Focus Areas: Conversational AI · Natural Language Search · Recommendation Logic · AI Explainability · AI Product Strategy
Scope: Conversational Search Beta · AI Discovery Prototype · Search & Recommendation Layer · Streaming Catalog Navigation · Emerging Product Capability
Role: VP, Product Design. My role centered on shaping the product design vision, guiding the team, and building clarity around integration and what the experience needed to feel like for it to work. I reviewed all builds and provided feedback to the team for iteration.
Leadership Signals: Early product exploration of AI-driven discovery in a live streaming platform · Integration of conversational AI into an established navigation ecosystem without disrupting existing patterns · Balancing genuine innovation with platform stability
The Problem Worth Solving
Picture this: you open a streaming app after a long day, scroll through rows and rows of thumbnails, and somehow still can't find anything to watch. You know roughly what you're in the mood for - something funny, maybe a little mindless - but the interface keeps asking you to already know what you want.
This wasn't a fringe experience. Usage data confirmed it. A meaningful share of viewers were opening Pluto TV without a specific title in mind, and when they couldn't land on something quickly, they left. As the catalog grew into tens of thousands of titles, the traditional tools: keyword search, editorial rails, and category browsing started to show their limits. They were built for people who already had a destination. Most viewers just wanted a guide.
Conversational AI offered a different way in: let people describe what they're in the mood for, in their own words, and meet them there.
AI Search Lander. Moods Tab. Categories Tab.
The Approach
Rather than rethinking the entire discovery experience from scratch, the team took a deliberate, additive approach. The conversational assistant was introduced within the existing Search entry point, already familiar territory for users, and a lower-risk surface for validating new behavior without disrupting what was already working.
From there, viewers could express viewing intent the way they actually talk:
• "Show me something funny."
• "I want to watch a crime series."
• "What should I watch tonight?"
• "I want to watch a crime series."
• "What should I watch tonight?"
The system translated those inputs into contextual recommendations by combining natural language interpretation with catalog metadata and recommendation logic. When requests were ambiguous, structured clarification prompts helped refine intent — no reformulating required, just a natural back-and-forth that moved people toward something they'd actually enjoy watching.
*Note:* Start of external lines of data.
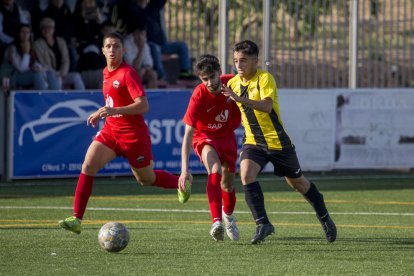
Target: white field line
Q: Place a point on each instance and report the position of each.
(202, 211)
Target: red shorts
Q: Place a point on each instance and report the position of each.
(137, 150)
(226, 148)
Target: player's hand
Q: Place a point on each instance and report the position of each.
(226, 91)
(106, 111)
(183, 177)
(93, 119)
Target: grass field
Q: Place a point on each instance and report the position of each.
(374, 215)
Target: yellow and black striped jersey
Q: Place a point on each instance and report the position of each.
(260, 128)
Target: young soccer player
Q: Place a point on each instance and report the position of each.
(124, 133)
(210, 123)
(266, 140)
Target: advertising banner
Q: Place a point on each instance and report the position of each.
(375, 129)
(49, 135)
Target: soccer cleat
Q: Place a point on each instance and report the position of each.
(329, 228)
(231, 228)
(262, 231)
(72, 224)
(184, 196)
(217, 231)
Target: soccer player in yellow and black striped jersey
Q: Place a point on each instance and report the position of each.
(266, 140)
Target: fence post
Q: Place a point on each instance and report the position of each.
(266, 34)
(353, 44)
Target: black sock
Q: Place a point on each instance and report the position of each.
(315, 198)
(255, 200)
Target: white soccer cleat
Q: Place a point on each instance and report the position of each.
(231, 227)
(217, 231)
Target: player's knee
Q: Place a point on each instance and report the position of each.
(88, 169)
(227, 187)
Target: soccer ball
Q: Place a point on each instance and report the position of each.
(113, 236)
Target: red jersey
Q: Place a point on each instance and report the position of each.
(212, 115)
(120, 88)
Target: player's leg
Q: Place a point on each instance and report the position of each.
(311, 193)
(139, 156)
(251, 162)
(96, 157)
(228, 194)
(147, 176)
(212, 164)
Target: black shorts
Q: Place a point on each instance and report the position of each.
(285, 162)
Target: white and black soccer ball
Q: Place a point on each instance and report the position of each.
(113, 236)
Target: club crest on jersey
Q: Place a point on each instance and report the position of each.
(223, 116)
(116, 84)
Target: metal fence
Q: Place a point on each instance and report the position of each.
(309, 38)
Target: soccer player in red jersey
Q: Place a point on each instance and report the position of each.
(124, 133)
(210, 123)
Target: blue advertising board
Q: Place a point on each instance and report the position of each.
(49, 136)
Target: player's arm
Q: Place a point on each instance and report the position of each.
(139, 106)
(185, 157)
(265, 105)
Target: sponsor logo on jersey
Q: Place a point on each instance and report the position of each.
(116, 84)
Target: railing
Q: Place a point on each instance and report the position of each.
(309, 38)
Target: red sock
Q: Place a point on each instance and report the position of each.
(214, 196)
(82, 194)
(165, 180)
(229, 201)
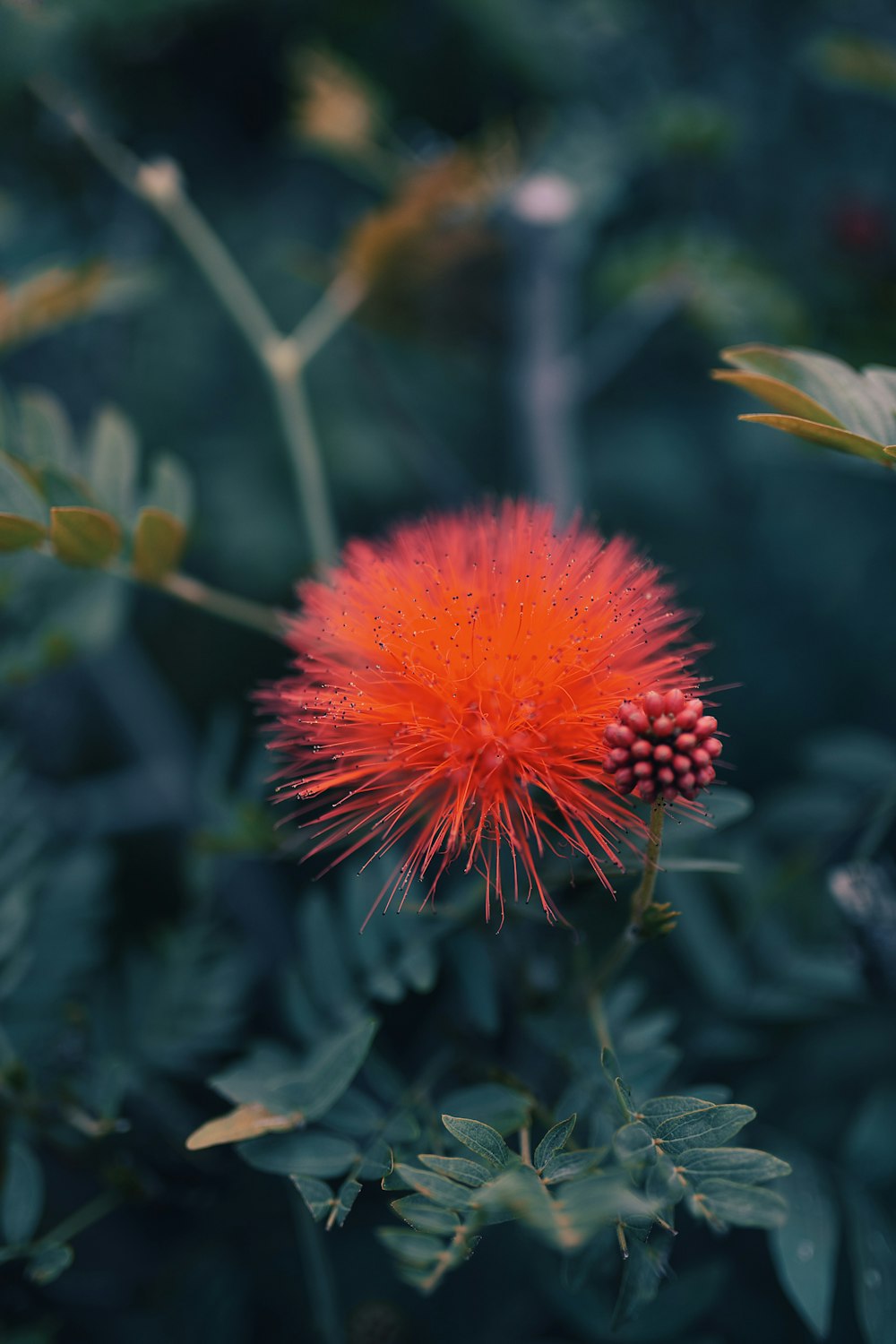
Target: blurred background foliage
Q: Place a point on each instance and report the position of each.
(681, 177)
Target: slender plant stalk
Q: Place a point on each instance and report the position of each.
(282, 358)
(239, 610)
(320, 323)
(319, 1277)
(641, 900)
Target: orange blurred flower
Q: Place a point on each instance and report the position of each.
(452, 688)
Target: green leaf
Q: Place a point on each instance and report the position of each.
(503, 1107)
(705, 1128)
(568, 1166)
(346, 1196)
(45, 433)
(426, 1217)
(458, 1168)
(48, 1263)
(745, 1206)
(22, 1193)
(316, 1153)
(438, 1188)
(479, 1139)
(18, 496)
(805, 1247)
(818, 398)
(317, 1195)
(19, 534)
(825, 435)
(633, 1144)
(171, 488)
(414, 1247)
(308, 1089)
(112, 459)
(610, 1066)
(872, 1245)
(748, 1166)
(642, 1273)
(659, 1109)
(552, 1142)
(159, 545)
(83, 537)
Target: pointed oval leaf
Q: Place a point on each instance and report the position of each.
(346, 1196)
(45, 433)
(458, 1168)
(872, 1245)
(247, 1121)
(328, 1073)
(438, 1188)
(570, 1166)
(314, 1153)
(826, 435)
(172, 488)
(659, 1109)
(19, 534)
(853, 401)
(633, 1144)
(748, 1166)
(22, 1195)
(805, 1249)
(479, 1139)
(317, 1195)
(426, 1217)
(112, 462)
(782, 395)
(414, 1247)
(702, 1129)
(552, 1142)
(497, 1105)
(159, 545)
(18, 495)
(743, 1206)
(50, 1262)
(83, 537)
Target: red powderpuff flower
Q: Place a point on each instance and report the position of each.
(452, 688)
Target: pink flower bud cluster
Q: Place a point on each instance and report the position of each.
(662, 746)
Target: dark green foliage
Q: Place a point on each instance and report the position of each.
(196, 1045)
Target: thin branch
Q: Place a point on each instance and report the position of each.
(633, 933)
(239, 610)
(282, 358)
(332, 309)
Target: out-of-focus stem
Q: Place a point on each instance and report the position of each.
(643, 892)
(547, 244)
(282, 358)
(641, 900)
(239, 610)
(336, 304)
(228, 607)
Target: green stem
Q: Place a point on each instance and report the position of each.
(282, 358)
(633, 933)
(643, 894)
(319, 1277)
(332, 309)
(239, 610)
(82, 1218)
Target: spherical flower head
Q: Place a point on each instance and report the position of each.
(662, 746)
(452, 688)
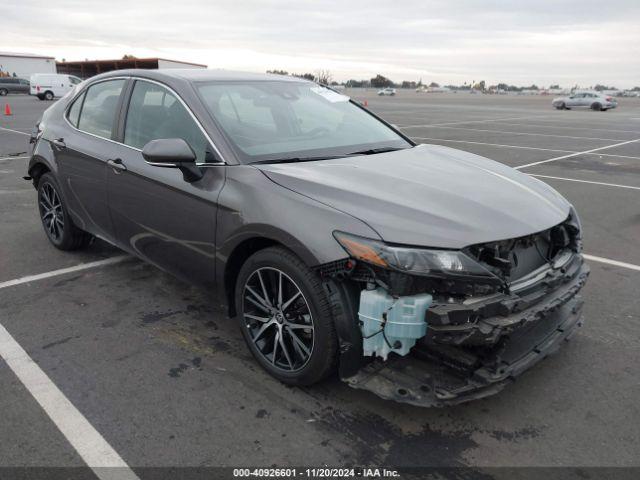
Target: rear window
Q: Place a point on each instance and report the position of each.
(74, 111)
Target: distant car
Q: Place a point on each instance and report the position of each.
(592, 100)
(387, 91)
(13, 85)
(47, 86)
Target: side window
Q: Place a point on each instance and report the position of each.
(74, 111)
(99, 108)
(154, 112)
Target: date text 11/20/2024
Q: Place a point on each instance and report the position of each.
(324, 472)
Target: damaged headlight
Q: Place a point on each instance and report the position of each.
(413, 261)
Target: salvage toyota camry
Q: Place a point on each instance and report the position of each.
(424, 274)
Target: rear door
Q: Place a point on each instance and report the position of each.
(82, 145)
(156, 213)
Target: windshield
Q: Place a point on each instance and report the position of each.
(290, 120)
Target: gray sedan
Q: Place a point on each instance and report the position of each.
(424, 274)
(593, 100)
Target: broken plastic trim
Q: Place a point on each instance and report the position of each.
(414, 261)
(428, 377)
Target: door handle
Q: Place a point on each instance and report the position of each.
(59, 143)
(117, 165)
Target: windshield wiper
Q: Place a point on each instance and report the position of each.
(373, 151)
(298, 159)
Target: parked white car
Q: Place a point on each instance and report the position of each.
(387, 91)
(47, 86)
(592, 100)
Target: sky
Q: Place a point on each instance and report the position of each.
(545, 42)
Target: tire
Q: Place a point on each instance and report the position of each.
(265, 323)
(57, 224)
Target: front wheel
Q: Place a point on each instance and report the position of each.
(57, 224)
(285, 317)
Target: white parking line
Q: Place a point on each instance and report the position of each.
(584, 181)
(522, 133)
(493, 144)
(501, 145)
(86, 440)
(576, 154)
(569, 128)
(615, 263)
(15, 131)
(62, 271)
(484, 120)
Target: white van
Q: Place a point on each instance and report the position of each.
(47, 86)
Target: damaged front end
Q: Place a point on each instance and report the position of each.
(437, 327)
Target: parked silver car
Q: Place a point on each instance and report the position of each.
(592, 100)
(387, 91)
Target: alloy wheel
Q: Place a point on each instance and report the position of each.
(278, 319)
(51, 212)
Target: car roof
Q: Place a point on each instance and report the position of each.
(202, 75)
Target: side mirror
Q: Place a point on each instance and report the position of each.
(173, 153)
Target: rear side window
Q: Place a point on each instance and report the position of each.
(154, 112)
(74, 111)
(99, 108)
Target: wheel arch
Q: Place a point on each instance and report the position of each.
(249, 245)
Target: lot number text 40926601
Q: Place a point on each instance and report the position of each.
(312, 473)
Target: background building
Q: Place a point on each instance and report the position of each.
(23, 65)
(89, 68)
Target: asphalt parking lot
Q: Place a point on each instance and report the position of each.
(157, 369)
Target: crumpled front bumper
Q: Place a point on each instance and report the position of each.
(445, 375)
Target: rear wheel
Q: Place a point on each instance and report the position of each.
(285, 317)
(57, 224)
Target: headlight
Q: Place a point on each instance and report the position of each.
(414, 261)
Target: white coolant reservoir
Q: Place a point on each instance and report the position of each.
(391, 324)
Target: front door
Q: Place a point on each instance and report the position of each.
(82, 146)
(158, 215)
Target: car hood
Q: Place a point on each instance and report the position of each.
(428, 195)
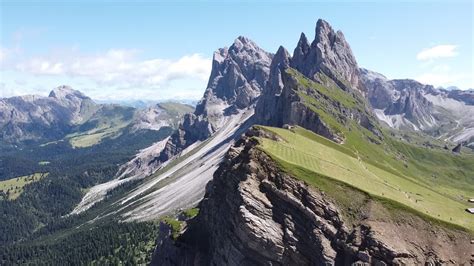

Top 5 Results. Category Recommendations. Content Details.
Design Principles That Shaped the Work
A few guiding ideas kept the team grounded throughout.
Assist, don't replace. The assistant was built to complement existing discovery patterns, not compete with them. Browsing and keyword search remained intact; this was an additional lane, not a detour.
Build trust through transparency. Recommendation responses were framed clearly so viewers understood why something was being suggested. Unexplained recommendations feel arbitrary. Explained ones feel like a friend who knows your taste.
Balance flexibility with reliability. Natural language is wonderfully open-ended, and occasionally tricky to interpret. Structured prompts and clarification flows gave the system a graceful way to handle ambiguity without putting the burden back on the user.
Speak Pluto's language. The assistant adopted Pluto TV's emerging "Lovable Emcee" brand voice, leaning into light, warm prompts - the kind of thing a charming TV host might say. "Scroll less, watch more. Thank me later." It felt like a natural extension of the platform, not a generic chatbot dropped in from somewhere else.
Surface the full catalog. Recommendations were designed to expose a broad range of titles, not just the obvious hits. The goal was discovery in the truest sense, helping viewers find things they wouldn't have found on their own.
Alternative Concepts Explored in Figma
MVP Scope
The initial release was intentionally scoped to test the core behavior: could viewers actually use conversational input to find something to watch, and would they want to?
The assistant supported:
•Natural language viewing requests
•Guided recommendation responses
•Suggestion prompts for common discovery intents
•Clarification prompts to refine ambiguous queries
•Guided recommendation responses
•Suggestion prompts for common discovery intents
•Clarification prompts to refine ambiguous queries
Launching within Search allowed the team to measure engagement without disrupting the broader navigation experience — a meaningful constraint that shaped how quickly the team could move and learn.
What We Learned
The release validated something worth knowing: viewers were genuinely willing to express their viewing intent conversationally, and to follow the assistant's recommendations toward playback.
Users who engaged with the assistant moved from intent to content with less friction than expected. Perhaps more interesting, the system surfaced a wider range of catalog content than traditional browsing typically does, suggesting that conversational discovery could quietly become one of the better tools for helping viewers find titles that wouldn't have otherwise risen to the surface.
Those learnings shaped the roadmap for expanding AI-driven discovery further.